We go into court. The judge makes his displeasure with the barrister’s application abundantly clear. The idea of putting a team of solicitors in a witness box so their professional judgement can be challenged by a defence counsel does not sit comfortably with him.
Daniel gives evidence first.
– What is your understanding of section 20 is and why did you plead guilty to it?
– I pleaded guilty because I did hit the man.
– Did your lawyers explain the concept of self-defence to you at any stage?
– Did they explain the concept of reasonable force at any stage?
– Do you accept that you assaulted the victim?
– Did you intend to cause him any harm?
We break for lunch. The solicitors outside view me with suspicion. Al a bit childish really.

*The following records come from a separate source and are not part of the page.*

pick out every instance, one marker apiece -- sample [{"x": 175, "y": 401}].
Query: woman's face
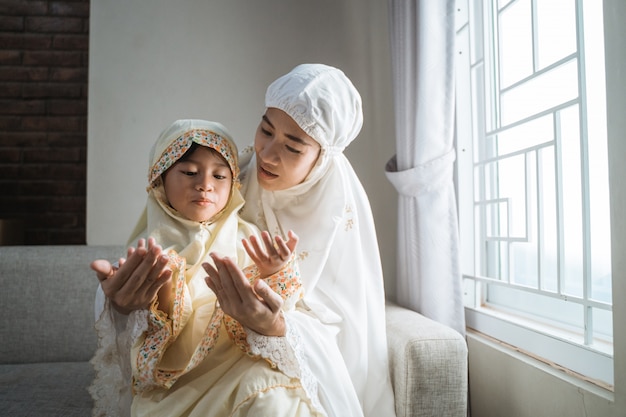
[
  {"x": 285, "y": 154},
  {"x": 198, "y": 185}
]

In the afternoon the solicitors all give evidence. The barrister is grilling them on the lack of any reference to self-defence in any of their copious notes and documents prepared during all previous court hearings. He suggests that they did not advise Daniel properly in the case, and they denied him the option of running self-defence argument during his trial. They are all asked the same questions, all give more or less the same answers, which is that they did not see the need to write this up in the documentation but yes, they fully advised Daniel on self-defence, of course they did, as they always do. The judge clearly sides with the solicitors throughout. At some point he actually apologises for all the questions, and shouts at the barrister for trying to doubt the solicitors’ professional integrity. This part of the early afternoon courtroom drama makes for very uncomfortable viewing. I wish for a commercial break or two.
The judge announces his decision. He starts by telling the barrister off for accusing the solicitors of unprofessional conduct. It all seems a foregone conclusion until, in a twist worthy of an episode of Silk, the judge picks up the, half forgotten by now, basis of plea document and says, ‘there is however an ever so small criticism that can be extended to the content of this document, which makes it equivocal, and therefore I am obliged to give the defendant benefit of the doubt, small as it is, and so I allow the application to vacate previous guilty plea’. Jaws drop, eyes open wide, silence in the courtroom.
Daniel gave up listening to the proceedings about an hour ago. I nudge him and repeat the result of today’s hearing. He stares at me blankly. All of this overwhelms him. He responds to being re-arraigned in a daze. A new trial date is set and we wrap up for the day. Daniel’s exhaustion rubs off on me.
The barrister catches up with me outside. His excitement unabated, he rambles incessantly, giving his interpretation of today’s events; you see, judges don’t like exposing solicitors as incompetent, so he picked a totally inconsequential argument, limiting his criticism of their action to the drafting of one document, because he wasn’t going in a million years agree with me even though it was obvious he agreed with me, blah blah blah. I began to drift. It’s been a long day.
So, anyway, what I meant to say is, I love my job and one way or another, I have hardly ever a dull moment at court. Too drained to think of a better punchline.